И эта история не исключение. Она нам показала, что любви все возрасты покорны и именно любовь держит нас на этой земле. А когда ее нет, человек сгорает, уходит.
И еще – наш немолодой и, казалось бы, суровый и простоватый физрук Анатольич преподал нам урок милосердия, неравнодушия и ответственности.
Бедная Зина учила нас – вернее, пыталась научить – азам, примитивным и обязательным навыкам: вдеть резинку в трусы, вшить молнию в юбку, приготовить простецкий суп и салат.
Спасибо ей за это. Но, не ведая того, она научила нас и кое-чему другому. Надеюсь, понятно чему.
Жизнь научила нас, что одиночество – сволочь. Правильно поется в известной песне. Совершенно с этим согласна. Редкая сволочь, да.
И чтобы никому – никому, слышите? – с ним не столкнуться.
Любовь к жизни
Плотная, коричневато-бежевая, чуть размытая временем фотография: Томочка в Крыму, в Коктебеле. У пенящейся кромки воды, на крупных, сглаженных временем камнях. Стройные ножки чуть согнуты в коленях, носки вытянуты, плечи развернуты, изящно выгнулась, оперлась на ладони, голова в белой панамке кокетливо откинута назад. Панамка надвинута низко – видимо, по моде тех лет. Чуть прикрытые глаза, славный вздернутый носик и пухлые губы – это уж совсем не по моде тех лет, но что есть, то есть.
Внизу вязью надпись – «Крым, Коктебель, 1933 г.». На оборотной стороне размашистым почерком от руки: «Томная Тома». Остроумно. И по делу. И правда томная. К тому же каламбур. Автор неизвестен. Но предполагаем. Тогда, в 33-м, в самом разгаре был роман с Руководителем – так его обозначила сама Томочка. Правда, тогда же, параллельно, но все же боком, присутствовали и Художник, и Дантист. Нет-нет, Дантист был все же позже. Точно позже. Значительно. В Руководителя она была почти влюблена. Хотя насчет «влюблена» она слегка сомневалась, а вот «физическое притяжение» – ее формулировка – определенно имелось.

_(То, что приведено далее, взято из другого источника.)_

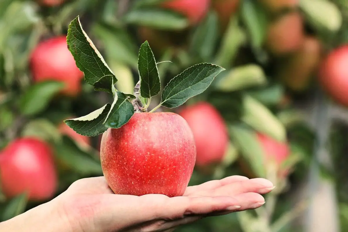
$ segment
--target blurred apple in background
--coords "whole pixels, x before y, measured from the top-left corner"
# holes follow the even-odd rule
[[[212,0],[212,6],[217,13],[222,31],[225,31],[239,6],[239,0]]]
[[[11,198],[27,192],[29,199],[45,200],[54,194],[57,177],[53,152],[37,138],[17,138],[0,153],[1,189]]]
[[[201,102],[189,105],[179,112],[193,134],[198,167],[218,163],[223,159],[228,146],[227,129],[223,119],[210,104]]]
[[[30,66],[34,82],[47,80],[65,84],[62,93],[76,96],[81,90],[83,73],[76,66],[68,49],[66,37],[53,37],[40,42],[31,54]]]
[[[168,0],[161,6],[184,15],[191,25],[194,25],[205,16],[210,4],[210,0]]]
[[[65,1],[65,0],[39,0],[40,4],[48,7],[59,6]]]
[[[257,133],[256,136],[264,155],[263,157],[264,170],[274,170],[277,178],[284,179],[290,171],[288,168],[284,168],[282,167],[284,162],[290,155],[290,150],[288,144],[278,141],[268,135],[260,133]],[[260,177],[251,170],[250,166],[244,160],[240,159],[239,164],[243,171],[249,178]]]
[[[306,37],[299,50],[279,66],[280,79],[293,90],[306,89],[320,62],[322,48],[316,38]]]
[[[299,0],[259,0],[270,11],[277,13],[298,6]]]
[[[304,39],[303,22],[300,13],[289,13],[276,19],[269,26],[266,42],[275,54],[293,52],[299,49]]]
[[[319,81],[334,100],[348,106],[348,45],[328,55],[321,64]]]
[[[282,165],[289,157],[290,150],[288,144],[277,141],[268,135],[258,133],[258,139],[263,149],[266,166],[274,164],[278,171],[278,176],[286,177],[289,170],[283,170]]]

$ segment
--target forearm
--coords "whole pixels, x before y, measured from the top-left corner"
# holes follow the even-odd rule
[[[1,232],[73,232],[69,221],[57,211],[52,201],[0,223]]]

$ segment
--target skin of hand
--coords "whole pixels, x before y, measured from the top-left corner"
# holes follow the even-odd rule
[[[0,223],[3,232],[153,232],[209,216],[255,209],[274,188],[263,178],[232,176],[188,187],[182,197],[113,194],[104,177],[82,179],[47,203]]]

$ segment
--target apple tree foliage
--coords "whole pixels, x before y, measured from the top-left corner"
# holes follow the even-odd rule
[[[175,112],[205,101],[223,117],[230,141],[224,160],[195,170],[189,184],[248,175],[246,166],[258,176],[274,179],[264,164],[258,133],[288,142],[291,155],[283,165],[293,172],[277,182],[275,194],[266,197],[276,203],[205,219],[177,231],[302,231],[291,223],[304,210],[303,204],[289,203],[292,188],[303,183],[311,161],[318,160],[328,144],[334,167],[320,163],[317,175],[334,184],[341,230],[348,230],[348,160],[342,155],[347,149],[346,109],[325,106],[323,95],[317,94],[316,68],[302,77],[309,84],[300,91],[293,89],[302,85],[295,78],[307,73],[305,67],[288,68],[298,77],[284,81],[279,77],[283,67],[293,63],[292,54],[278,56],[265,46],[272,22],[298,10],[304,33],[320,41],[322,53],[344,44],[347,1],[301,0],[294,8],[275,12],[266,3],[277,1],[230,0],[237,3],[223,26],[226,19],[215,6],[219,0],[212,0],[206,15],[195,25],[184,14],[161,8],[166,0],[71,0],[53,7],[45,6],[44,0],[0,1],[0,148],[19,137],[49,143],[59,177],[56,195],[78,179],[102,175],[98,149],[108,128],[121,127],[139,112]],[[82,90],[74,98],[60,95],[64,83],[58,80],[34,83],[31,73],[35,46],[62,35],[67,35],[67,46],[84,75]],[[50,57],[59,63],[58,56]],[[324,118],[328,112],[336,114],[325,131],[331,121]],[[63,121],[90,137],[90,145],[83,147],[60,131],[58,126]],[[0,221],[42,203],[28,201],[25,193],[8,199],[1,192]]]

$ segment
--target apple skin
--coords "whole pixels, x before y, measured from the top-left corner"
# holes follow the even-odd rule
[[[43,6],[48,7],[55,7],[59,6],[65,1],[65,0],[39,0],[38,2]]]
[[[205,16],[210,4],[210,0],[169,0],[161,6],[185,15],[191,24],[194,25]]]
[[[223,159],[229,137],[223,119],[210,104],[199,102],[179,112],[193,134],[197,150],[196,165],[204,167],[219,163]]]
[[[280,79],[293,91],[306,89],[320,64],[322,50],[322,44],[318,39],[306,37],[300,49],[279,66]]]
[[[332,51],[321,64],[318,81],[338,103],[348,107],[348,44]]]
[[[68,49],[66,36],[53,37],[39,43],[31,54],[30,66],[34,82],[48,80],[65,84],[62,94],[77,96],[81,90],[83,73]]]
[[[75,118],[76,117],[72,116],[69,118]],[[89,147],[90,146],[90,137],[78,134],[65,123],[63,122],[60,124],[58,126],[58,130],[62,134],[69,136],[82,147]]]
[[[277,13],[286,9],[294,9],[299,6],[299,0],[259,0],[270,11]]]
[[[289,13],[272,23],[268,29],[266,45],[275,54],[299,49],[304,38],[303,19],[297,12]]]
[[[104,133],[100,158],[116,194],[182,195],[193,171],[196,150],[185,120],[173,113],[136,113],[119,128]]]
[[[231,16],[238,10],[239,3],[239,0],[212,0],[212,6],[217,13],[221,31],[226,30]]]
[[[29,199],[49,199],[56,191],[57,177],[52,151],[36,138],[17,138],[0,154],[2,191],[11,198],[26,191]]]

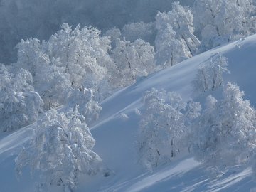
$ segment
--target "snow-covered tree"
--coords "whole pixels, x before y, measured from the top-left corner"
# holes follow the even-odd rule
[[[254,11],[251,0],[195,1],[194,24],[202,50],[250,34]]]
[[[43,102],[36,92],[13,92],[0,104],[0,129],[10,132],[28,125],[38,119]]]
[[[171,11],[167,15],[177,38],[185,42],[191,55],[193,56],[200,46],[200,41],[193,34],[193,16],[191,10],[181,6],[179,2],[174,2]]]
[[[119,85],[131,85],[137,78],[152,73],[155,68],[154,54],[154,47],[142,39],[132,43],[117,39],[116,47],[111,51],[111,57],[118,70],[116,80]]]
[[[198,117],[201,107],[198,103],[187,106],[179,95],[155,89],[146,92],[142,102],[137,139],[139,161],[151,169],[169,162],[187,146],[183,141],[188,132],[188,119]]]
[[[139,22],[126,24],[122,29],[122,35],[127,41],[132,42],[140,38],[152,44],[156,35],[155,25],[154,22],[149,23]]]
[[[43,105],[33,92],[28,71],[0,66],[0,131],[13,131],[34,122]]]
[[[197,159],[223,166],[247,163],[256,146],[256,111],[238,86],[228,82],[223,98],[212,96],[194,124],[193,150]]]
[[[200,41],[193,35],[193,15],[189,9],[175,2],[171,11],[159,12],[156,21],[156,57],[160,65],[171,66],[194,55]]]
[[[198,66],[196,79],[193,81],[195,92],[201,93],[215,90],[223,83],[223,73],[229,73],[228,59],[217,53]]]
[[[38,171],[38,191],[52,186],[74,191],[80,176],[99,171],[101,159],[92,151],[95,144],[85,118],[75,108],[69,113],[52,110],[37,122],[31,141],[16,159],[16,171],[29,166]]]
[[[73,90],[69,98],[69,107],[78,107],[80,114],[85,118],[88,126],[91,125],[100,115],[102,107],[94,100],[93,92],[85,88],[80,90]]]
[[[31,38],[18,44],[15,66],[31,73],[46,109],[66,103],[72,88],[92,89],[98,100],[111,94],[117,68],[108,54],[109,37],[100,34],[95,28],[72,30],[64,23],[48,41]]]

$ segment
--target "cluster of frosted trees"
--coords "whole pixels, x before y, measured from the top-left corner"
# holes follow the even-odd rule
[[[136,6],[125,1],[122,3],[114,1],[110,4],[76,0],[72,6],[66,0],[25,1],[26,3],[21,0],[0,2],[2,18],[0,43],[3,45],[0,48],[0,62],[16,60],[13,48],[21,38],[33,36],[41,40],[48,39],[63,22],[73,26],[96,25],[105,31],[113,26],[110,21],[114,20],[114,26],[122,28],[123,37],[132,42],[138,38],[149,42],[157,52],[159,64],[167,65],[255,31],[252,0],[180,1],[183,5],[189,6],[183,6],[174,1],[156,0],[150,1],[150,4],[139,0],[134,3]],[[100,4],[100,9],[95,9],[99,6],[97,4]],[[88,7],[93,7],[94,11],[88,11]],[[121,10],[122,12],[118,14]],[[156,10],[161,12],[156,13]],[[119,16],[113,16],[110,21],[102,19],[105,14],[110,15],[109,13],[114,12]],[[123,17],[119,16],[122,14]],[[137,14],[142,15],[138,17]],[[130,21],[149,23],[126,24]],[[171,57],[168,57],[169,55]]]
[[[238,85],[223,85],[227,63],[217,54],[198,66],[192,85],[198,94],[208,95],[203,110],[200,103],[186,102],[175,92],[145,93],[137,139],[145,167],[152,170],[188,149],[198,161],[220,168],[246,164],[255,169],[256,110]],[[223,92],[218,100],[210,95],[218,89]]]
[[[0,4],[18,14],[16,11],[29,7],[18,0],[4,1]],[[53,2],[56,6],[60,1]],[[30,144],[16,159],[18,172],[31,165],[41,173],[39,191],[52,184],[72,191],[80,174],[99,169],[100,158],[92,151],[95,140],[88,128],[99,116],[99,102],[156,70],[254,33],[254,9],[250,0],[196,0],[191,7],[175,2],[170,11],[158,12],[148,23],[127,24],[103,34],[94,27],[63,23],[48,41],[21,40],[16,47],[17,61],[0,65],[0,131],[35,123]],[[43,21],[49,14],[40,13]],[[0,20],[6,22],[11,23]],[[55,26],[55,22],[45,29]],[[11,54],[6,43],[16,41],[9,39],[9,31],[46,37],[36,25],[40,22],[34,23],[36,32],[22,31],[27,28],[23,22],[20,28],[2,25],[1,56]],[[232,159],[253,164],[255,112],[237,85],[223,85],[227,65],[217,54],[199,66],[195,92],[223,89],[220,100],[207,97],[201,114],[199,103],[184,102],[176,93],[152,90],[145,94],[138,146],[139,159],[148,169],[167,163],[184,148],[193,149],[203,161]],[[61,106],[69,112],[56,110]],[[200,129],[204,134],[199,135]],[[225,139],[228,145],[219,149]]]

Спокойный, внушительный, уравновешенный Руководитель, привыкший, судя по всему, держать себя в рамках повсеместно, в близости был необуздан, напорист, несдержан и почти яростен. Томочка вздрагивала, трепетала, пугалась, терялась, но в конечном счете чувствовала в этом искренность и истинность и вскоре активно включилась в эту игру. Впрочем, это была не игра.
Закованный в пудовые гири по рукам и ногам эпохой, своей властью, высоким положением и четко обозначенной ролью, этот суровый сорокалетний неглупый человек понимал все и вся и оттого боялся всего и вся. «Застегнутый на все пуговицы» на службе, несущий на себе непомерный, нечеловеческий груз ответственности, не расслабляющийся даже дома, в кругу семьи – верной жены и двух дочерей-близняшек, с Томочкой, единственно с ней, на ее узком диванчике с высокой спинкой и полочкой над спинкой, где дружно, гуськом, стояли мраморные слоники (старший с отбитым хоботом, младший – без одного уха), только там, в ее узкой, как пенал, и темноватой комнатке, при плотно зашторенных окнах и слабом, желтоватом свете ночника, он наконец-то становился самим собой.